Question 1
- Pick three events in the timeline from this week’s lesson History of Photography: An Introduction, and find photographs of the event on the Internet or in the library and write a paragraph explaining the event in more detail. Include your photographs in the description.
TINTYPE
Before photographers had the ability to take a photograph as we know it, they had to first find a way to make a photograph. One of the ways that people created images in the 1800s and throughout the 1900s was by creating a positive image on a tin plate. This is what became known as the tintype.

Tintype from ca 1800s
What is a Tintype?
A tintype is a positive photograph that is taken on a thin plate made of tin. Tintypes are commonly referred to as a melainotype or ferrotype and are created by coating a thin sheet of metal with a dark lacquer and then applying a collodion-nitrocellulose solution immediately before exposure.
The tintype was an alternative to the commonly known ambrotype photograph at the time and was also very similar to daguerreotypes. Tintypes were popular amongst Civil War soldiers at first and then eventually spread to a wider audience including immigrants and working class people in the late 1800’s.
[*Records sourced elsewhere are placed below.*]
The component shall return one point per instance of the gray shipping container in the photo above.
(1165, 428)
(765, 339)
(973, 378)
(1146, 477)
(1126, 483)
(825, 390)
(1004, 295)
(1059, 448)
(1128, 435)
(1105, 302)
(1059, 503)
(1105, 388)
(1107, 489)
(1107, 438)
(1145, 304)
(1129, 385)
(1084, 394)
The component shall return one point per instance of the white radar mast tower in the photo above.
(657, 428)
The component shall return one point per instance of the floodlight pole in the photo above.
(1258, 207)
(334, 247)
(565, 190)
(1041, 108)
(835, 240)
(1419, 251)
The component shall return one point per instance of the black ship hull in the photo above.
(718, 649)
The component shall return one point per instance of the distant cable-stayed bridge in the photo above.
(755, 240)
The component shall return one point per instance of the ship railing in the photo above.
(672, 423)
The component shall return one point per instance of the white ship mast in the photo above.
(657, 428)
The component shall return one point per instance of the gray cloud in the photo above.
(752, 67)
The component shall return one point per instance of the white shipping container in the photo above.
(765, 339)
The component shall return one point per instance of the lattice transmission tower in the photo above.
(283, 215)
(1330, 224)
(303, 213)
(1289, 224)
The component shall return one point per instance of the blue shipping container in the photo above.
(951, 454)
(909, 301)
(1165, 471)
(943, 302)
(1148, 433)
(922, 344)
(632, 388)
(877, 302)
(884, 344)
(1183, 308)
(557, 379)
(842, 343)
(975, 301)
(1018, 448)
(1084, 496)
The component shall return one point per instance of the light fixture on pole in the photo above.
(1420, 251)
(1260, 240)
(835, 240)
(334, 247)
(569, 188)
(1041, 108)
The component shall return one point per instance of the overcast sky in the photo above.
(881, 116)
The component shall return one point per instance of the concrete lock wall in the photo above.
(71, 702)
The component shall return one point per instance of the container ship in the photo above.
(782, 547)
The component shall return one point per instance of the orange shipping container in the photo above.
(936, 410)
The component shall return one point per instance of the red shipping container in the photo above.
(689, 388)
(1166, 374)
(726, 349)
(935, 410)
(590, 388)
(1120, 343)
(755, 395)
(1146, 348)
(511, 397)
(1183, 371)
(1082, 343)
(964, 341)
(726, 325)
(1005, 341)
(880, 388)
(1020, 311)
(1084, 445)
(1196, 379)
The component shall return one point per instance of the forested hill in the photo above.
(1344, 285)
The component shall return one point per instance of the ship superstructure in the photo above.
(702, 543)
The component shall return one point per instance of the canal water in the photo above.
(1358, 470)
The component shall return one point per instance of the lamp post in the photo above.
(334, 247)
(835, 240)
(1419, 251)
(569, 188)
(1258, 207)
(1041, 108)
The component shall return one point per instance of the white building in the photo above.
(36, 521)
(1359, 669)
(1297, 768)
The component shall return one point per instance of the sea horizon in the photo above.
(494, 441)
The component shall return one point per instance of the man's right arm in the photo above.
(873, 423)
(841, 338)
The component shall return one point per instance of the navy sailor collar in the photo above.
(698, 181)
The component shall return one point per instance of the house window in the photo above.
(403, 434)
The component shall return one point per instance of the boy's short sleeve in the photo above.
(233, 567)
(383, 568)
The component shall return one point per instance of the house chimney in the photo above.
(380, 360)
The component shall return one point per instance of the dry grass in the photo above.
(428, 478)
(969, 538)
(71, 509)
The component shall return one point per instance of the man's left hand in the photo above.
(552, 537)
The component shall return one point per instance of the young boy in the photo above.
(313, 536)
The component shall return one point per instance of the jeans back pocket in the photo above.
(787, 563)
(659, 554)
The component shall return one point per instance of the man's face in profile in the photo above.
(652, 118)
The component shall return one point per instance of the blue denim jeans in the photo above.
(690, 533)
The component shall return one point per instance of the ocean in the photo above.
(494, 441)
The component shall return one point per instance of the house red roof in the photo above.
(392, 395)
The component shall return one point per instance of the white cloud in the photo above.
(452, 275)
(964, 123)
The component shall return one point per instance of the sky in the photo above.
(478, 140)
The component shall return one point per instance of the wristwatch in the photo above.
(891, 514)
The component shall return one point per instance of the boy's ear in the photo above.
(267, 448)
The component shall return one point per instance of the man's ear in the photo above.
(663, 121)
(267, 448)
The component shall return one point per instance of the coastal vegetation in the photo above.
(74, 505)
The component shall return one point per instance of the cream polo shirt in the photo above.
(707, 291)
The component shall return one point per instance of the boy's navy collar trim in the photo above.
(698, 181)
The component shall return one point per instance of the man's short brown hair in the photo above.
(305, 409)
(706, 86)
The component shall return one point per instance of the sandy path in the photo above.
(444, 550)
https://filtergrade.com/what-is-a-tintype/
https://en.wikipedia.org/wiki/Tintype
Wet plate negatives
The wet collodion process was a photographic process used to produce a negative. It was invented by F. Scott Archer (1813–1857) in 1848 and published in 1851.
Wet-collodion-on-glass negatives were valued because the transparency of the glass produced a high resolution of detail in both the highlights and shadows of the resultant prints (see image below). In addition, exposure times were shorter than those for the daguerreotype or calotype, ranging from a few seconds to a few minutes, depending on the amount of light available. Finished negatives were usually used to produce albumen prints, although salt prints were sometimes made during the 1850s and early 1860s.

The first photograph of Earth taken from space
On 24 October 1946, rocket scientists captured the first images of Earth taken from space.
This is the first photograph of Earth ever taken from space. It was captured on 24 October 1946 from a rocket 105 km above the ground that had been launched from the White Sands Missile Range in New Mexico, USA.
The rocket was a German V2, captured by the Americans at the end of World War II. Hundreds of scientists and engineers from the Nazi rocket program were vital to the postwar development of the American and Russian space programs.
A 35mm motion-picture camera set to snap one picture every second and a half.
The resulting images, developed from film dropped back to Earth in a tough steel canister, were like nothing that had been seen before. Until this point, the highest vantage point from which photos had been taken was some 22 km, aboard a high-altitude balloon.
The balloon pictures had shown the curvature of the Earth at the horizon, but the rocket photos opened new possibilities. Clyde Holliday, the engineer who developed the camera, saw the potential: in a 1950 National Geographic article, he predicted that one day “the entire land area of the globe might be mapped in this way”.